Congress created Opportunity Zones to deliver investment to economically distressed neighborhoods in its 2017 tax bill. The program can be beneficial to investors as they can defer capital gains on a previous investment when the funds are reinvested into a zone within 180 days.
“Opportunity Zones could have a positive impact on minority or low-income communities, as these zones may attract investment dollars for needed projects, such as low-income housing, conveniently located retail establishments in areas that are currently underserved, or facilities for nonprofit organizations,” says attorney Owen Blank, a partner at Tonkon Torp in Oregon.
However, the impact of opportunity zones is too soon to tell, says Laurel Blatchford, president of Enterprise Community Partners, a Maryland-based nonprofit that creates affordable housing opportunities.
“Opportunity Zones have great potential to advance equitable and inclusive economic growth – but fulfilling that potential requires transparency and accountability.
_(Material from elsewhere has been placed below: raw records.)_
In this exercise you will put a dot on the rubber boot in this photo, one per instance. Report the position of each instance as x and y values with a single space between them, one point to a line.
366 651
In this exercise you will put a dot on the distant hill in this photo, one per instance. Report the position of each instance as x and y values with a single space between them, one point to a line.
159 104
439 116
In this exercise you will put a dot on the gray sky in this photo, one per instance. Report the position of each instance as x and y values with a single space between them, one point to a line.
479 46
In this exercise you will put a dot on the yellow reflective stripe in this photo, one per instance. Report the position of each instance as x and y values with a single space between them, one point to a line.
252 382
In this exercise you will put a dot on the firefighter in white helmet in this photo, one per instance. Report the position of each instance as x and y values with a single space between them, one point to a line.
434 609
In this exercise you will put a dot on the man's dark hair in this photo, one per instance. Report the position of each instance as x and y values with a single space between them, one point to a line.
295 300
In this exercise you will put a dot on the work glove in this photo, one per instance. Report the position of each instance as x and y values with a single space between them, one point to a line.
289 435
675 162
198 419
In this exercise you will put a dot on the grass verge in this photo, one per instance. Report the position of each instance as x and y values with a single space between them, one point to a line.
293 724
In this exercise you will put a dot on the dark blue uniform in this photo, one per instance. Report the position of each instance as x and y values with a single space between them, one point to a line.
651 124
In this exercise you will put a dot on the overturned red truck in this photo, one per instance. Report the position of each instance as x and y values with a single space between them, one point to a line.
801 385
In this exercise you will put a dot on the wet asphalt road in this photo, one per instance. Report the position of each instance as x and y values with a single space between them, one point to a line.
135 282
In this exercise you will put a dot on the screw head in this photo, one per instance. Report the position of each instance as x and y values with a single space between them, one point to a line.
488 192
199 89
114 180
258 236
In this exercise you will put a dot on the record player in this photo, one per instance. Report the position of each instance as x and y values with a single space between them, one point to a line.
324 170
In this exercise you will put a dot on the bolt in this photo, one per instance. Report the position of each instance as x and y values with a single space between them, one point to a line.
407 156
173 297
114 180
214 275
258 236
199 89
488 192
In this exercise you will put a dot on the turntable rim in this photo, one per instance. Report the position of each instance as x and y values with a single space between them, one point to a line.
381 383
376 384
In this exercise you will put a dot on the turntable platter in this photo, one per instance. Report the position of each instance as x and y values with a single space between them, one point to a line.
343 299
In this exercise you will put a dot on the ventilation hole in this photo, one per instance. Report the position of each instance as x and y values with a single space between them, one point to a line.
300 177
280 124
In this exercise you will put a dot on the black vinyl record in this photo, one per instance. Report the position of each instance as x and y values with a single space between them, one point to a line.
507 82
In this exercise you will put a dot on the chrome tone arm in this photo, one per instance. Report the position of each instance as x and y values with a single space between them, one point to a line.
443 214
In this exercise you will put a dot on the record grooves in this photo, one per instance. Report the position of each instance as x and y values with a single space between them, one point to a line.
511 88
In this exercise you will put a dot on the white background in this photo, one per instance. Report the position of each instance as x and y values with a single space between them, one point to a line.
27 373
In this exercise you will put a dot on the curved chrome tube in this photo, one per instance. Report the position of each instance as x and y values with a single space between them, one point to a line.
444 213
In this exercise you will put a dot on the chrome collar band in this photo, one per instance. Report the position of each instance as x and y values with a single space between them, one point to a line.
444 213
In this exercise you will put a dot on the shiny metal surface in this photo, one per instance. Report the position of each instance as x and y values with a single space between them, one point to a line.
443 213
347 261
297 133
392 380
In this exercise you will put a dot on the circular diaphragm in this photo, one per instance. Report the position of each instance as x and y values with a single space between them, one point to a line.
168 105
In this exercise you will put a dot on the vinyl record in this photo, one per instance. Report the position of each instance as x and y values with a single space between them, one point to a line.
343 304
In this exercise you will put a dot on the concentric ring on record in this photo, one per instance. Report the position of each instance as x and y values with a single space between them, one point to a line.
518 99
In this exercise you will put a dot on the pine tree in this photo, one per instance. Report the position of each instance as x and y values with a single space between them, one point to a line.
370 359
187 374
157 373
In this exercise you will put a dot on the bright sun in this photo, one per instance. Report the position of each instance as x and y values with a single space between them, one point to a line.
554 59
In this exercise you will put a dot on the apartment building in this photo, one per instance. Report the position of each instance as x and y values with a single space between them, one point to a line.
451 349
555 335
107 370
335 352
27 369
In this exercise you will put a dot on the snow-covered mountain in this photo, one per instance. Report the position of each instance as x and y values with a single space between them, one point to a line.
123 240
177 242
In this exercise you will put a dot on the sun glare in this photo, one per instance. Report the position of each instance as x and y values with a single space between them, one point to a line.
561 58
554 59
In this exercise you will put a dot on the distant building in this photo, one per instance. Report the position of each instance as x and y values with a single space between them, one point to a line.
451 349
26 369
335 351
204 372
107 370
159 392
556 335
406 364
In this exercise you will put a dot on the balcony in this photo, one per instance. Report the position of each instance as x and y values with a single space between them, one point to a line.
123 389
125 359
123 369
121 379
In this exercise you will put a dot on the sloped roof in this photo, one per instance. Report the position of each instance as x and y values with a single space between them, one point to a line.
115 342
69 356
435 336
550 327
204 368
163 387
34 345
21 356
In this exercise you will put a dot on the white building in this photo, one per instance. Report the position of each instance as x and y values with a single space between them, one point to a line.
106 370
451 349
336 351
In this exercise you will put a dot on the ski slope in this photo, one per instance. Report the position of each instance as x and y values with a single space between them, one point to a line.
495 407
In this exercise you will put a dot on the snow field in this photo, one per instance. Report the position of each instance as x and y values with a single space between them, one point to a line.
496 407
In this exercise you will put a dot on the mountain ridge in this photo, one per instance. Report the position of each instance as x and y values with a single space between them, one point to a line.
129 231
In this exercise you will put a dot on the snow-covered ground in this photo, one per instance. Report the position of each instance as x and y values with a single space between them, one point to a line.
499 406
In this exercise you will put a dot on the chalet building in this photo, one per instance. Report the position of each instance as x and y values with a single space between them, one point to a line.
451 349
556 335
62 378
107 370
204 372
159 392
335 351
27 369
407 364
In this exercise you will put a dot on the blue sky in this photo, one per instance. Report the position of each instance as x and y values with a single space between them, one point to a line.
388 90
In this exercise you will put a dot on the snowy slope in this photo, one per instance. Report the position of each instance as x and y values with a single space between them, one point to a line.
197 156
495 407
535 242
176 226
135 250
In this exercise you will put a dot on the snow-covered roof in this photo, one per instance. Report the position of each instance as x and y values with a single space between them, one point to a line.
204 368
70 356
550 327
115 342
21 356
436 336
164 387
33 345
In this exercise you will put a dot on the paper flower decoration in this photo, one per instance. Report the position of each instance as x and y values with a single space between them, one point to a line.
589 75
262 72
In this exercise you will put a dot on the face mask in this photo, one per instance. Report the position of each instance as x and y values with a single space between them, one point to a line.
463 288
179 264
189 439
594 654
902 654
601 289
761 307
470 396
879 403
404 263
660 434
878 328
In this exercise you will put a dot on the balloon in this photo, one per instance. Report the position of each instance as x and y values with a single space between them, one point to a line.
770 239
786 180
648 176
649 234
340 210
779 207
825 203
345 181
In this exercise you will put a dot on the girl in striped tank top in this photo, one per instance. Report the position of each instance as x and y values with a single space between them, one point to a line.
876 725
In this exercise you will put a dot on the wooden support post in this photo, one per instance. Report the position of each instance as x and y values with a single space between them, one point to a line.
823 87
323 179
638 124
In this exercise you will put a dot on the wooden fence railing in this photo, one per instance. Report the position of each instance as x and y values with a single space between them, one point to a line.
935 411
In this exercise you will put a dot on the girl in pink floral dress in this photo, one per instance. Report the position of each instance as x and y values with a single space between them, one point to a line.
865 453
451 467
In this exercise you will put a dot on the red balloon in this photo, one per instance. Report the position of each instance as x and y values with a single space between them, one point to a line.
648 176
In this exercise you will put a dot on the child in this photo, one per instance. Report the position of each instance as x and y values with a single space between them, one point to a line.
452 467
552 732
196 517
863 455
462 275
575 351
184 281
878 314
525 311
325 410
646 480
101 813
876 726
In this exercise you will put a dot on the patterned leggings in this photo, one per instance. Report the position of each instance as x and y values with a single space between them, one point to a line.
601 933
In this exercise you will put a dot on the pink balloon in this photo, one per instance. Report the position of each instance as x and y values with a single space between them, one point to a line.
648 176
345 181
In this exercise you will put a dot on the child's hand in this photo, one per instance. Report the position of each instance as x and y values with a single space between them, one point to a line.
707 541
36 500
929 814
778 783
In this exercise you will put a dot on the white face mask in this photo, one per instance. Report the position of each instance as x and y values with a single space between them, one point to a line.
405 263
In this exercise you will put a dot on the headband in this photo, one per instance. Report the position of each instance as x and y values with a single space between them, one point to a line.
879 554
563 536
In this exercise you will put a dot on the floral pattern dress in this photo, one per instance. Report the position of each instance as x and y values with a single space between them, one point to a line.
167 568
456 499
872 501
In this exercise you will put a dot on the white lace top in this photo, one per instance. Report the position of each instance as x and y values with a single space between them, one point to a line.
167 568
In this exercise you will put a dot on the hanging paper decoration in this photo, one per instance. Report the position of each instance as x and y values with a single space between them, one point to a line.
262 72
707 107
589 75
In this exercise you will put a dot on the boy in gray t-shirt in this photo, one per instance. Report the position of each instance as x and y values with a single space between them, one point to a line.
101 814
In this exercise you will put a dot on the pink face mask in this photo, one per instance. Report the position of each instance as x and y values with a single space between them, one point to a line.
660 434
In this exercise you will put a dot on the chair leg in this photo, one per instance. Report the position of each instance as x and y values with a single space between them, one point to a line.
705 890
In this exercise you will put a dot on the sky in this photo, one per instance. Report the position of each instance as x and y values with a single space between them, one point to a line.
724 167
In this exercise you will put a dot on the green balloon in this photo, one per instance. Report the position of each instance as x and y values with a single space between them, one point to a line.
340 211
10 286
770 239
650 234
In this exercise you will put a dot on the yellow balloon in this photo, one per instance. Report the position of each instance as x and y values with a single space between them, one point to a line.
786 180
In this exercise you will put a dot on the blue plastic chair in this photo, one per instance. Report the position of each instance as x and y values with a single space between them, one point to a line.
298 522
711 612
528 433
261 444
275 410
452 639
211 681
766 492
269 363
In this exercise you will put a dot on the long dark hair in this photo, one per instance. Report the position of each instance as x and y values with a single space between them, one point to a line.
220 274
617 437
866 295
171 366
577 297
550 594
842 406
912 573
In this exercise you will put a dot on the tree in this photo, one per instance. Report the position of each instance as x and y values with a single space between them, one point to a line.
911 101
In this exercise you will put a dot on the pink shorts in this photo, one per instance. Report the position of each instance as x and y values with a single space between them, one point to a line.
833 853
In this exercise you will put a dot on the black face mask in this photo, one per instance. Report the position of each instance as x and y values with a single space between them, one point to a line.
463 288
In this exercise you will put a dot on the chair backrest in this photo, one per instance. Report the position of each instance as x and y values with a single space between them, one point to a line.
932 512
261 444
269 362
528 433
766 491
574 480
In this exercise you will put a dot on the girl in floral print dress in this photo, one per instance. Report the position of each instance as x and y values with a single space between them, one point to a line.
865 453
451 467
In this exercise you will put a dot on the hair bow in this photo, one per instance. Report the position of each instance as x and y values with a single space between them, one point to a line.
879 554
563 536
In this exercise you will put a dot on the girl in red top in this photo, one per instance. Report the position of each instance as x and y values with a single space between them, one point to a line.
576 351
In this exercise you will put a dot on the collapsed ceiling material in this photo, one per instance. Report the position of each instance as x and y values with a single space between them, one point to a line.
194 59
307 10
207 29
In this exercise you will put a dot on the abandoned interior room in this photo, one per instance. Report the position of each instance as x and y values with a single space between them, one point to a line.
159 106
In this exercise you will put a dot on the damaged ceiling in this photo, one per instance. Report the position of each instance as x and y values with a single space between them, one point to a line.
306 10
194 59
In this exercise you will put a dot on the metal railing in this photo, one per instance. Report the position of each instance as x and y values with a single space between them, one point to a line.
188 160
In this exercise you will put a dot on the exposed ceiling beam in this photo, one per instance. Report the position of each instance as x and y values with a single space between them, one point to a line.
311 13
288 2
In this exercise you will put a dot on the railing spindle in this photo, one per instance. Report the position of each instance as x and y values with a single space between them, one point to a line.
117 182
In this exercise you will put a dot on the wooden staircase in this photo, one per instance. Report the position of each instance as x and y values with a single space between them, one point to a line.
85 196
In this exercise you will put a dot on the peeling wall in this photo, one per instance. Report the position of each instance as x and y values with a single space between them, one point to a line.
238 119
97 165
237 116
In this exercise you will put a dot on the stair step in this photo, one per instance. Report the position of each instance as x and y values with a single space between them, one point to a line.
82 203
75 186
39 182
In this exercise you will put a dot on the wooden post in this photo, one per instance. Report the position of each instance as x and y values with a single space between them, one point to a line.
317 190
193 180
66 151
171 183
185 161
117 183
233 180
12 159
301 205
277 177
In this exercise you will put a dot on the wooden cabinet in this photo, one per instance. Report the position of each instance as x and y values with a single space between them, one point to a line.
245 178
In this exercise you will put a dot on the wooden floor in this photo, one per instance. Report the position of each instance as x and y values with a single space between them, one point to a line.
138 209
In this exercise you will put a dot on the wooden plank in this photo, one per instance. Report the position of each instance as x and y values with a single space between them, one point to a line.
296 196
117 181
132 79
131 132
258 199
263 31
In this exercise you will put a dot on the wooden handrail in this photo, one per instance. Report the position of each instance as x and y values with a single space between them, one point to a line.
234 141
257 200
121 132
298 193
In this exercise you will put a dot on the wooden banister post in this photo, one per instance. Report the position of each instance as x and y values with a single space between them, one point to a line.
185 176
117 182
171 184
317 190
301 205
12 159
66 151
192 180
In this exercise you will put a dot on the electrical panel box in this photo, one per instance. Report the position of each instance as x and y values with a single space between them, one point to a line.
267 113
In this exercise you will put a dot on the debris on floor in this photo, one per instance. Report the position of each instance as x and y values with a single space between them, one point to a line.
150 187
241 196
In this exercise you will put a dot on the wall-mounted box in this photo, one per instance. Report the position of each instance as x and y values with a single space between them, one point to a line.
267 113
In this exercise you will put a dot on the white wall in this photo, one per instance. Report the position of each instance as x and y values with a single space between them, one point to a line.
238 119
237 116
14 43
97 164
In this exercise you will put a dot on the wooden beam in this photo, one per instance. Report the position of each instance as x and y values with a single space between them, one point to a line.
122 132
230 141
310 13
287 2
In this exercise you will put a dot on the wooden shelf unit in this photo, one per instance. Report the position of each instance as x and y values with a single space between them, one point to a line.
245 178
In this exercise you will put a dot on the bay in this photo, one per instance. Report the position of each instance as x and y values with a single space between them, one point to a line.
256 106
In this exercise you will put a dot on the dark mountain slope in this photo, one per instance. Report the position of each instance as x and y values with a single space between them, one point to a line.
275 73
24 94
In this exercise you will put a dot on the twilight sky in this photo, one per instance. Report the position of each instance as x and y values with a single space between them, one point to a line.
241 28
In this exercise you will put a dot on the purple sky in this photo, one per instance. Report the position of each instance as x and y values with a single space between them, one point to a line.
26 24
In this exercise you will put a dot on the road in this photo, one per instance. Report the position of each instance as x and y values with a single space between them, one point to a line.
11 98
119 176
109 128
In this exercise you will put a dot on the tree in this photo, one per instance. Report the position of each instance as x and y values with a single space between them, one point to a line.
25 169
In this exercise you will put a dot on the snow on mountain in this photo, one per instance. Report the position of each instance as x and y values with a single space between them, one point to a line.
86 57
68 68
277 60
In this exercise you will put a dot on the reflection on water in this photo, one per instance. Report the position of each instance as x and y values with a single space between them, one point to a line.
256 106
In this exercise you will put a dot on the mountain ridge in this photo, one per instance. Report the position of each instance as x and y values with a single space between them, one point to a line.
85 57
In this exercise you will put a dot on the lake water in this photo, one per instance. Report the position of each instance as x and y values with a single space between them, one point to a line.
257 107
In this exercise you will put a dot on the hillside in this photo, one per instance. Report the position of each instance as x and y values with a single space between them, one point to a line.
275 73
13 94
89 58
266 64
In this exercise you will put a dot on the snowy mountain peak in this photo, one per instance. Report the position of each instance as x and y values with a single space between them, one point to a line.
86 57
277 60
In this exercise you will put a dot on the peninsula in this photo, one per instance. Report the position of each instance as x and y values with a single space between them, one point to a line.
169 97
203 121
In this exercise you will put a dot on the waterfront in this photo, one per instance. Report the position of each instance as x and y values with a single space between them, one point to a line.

The just-released regulations stay silent on reporting requirements, though they do include a note that proposed rules on information reporting are coming in a second set of regulations,” says Blatchford.
Blatchford says Enterprise is currently collaborating with others in the field to understand how the proposed regulations would likely affect the affordable housing and community development fields and their work with low-income communities. She says developing effective and efficient guidance depends on input from federal, state and local officials, nonprofits, investors, fund managers and community members.
“We plan to submit our recommendations within the 60-day comment period and encourage others to weigh in as well,” says Blatchford.
Talvacchia says commentators have raised concerns over whether the investments will benefit current low-income residents in terms of job creation. He says there is also concern regarding the risk for displacement of low income residents from areas with new projects due to Opportunity Zone investments.
“On balance, new investment should have a net positive impact on low income areas, but like most incentive programs that encourage growth, there will be some who benefit more than others and some who won’t see any benefit,” says Talvacchia.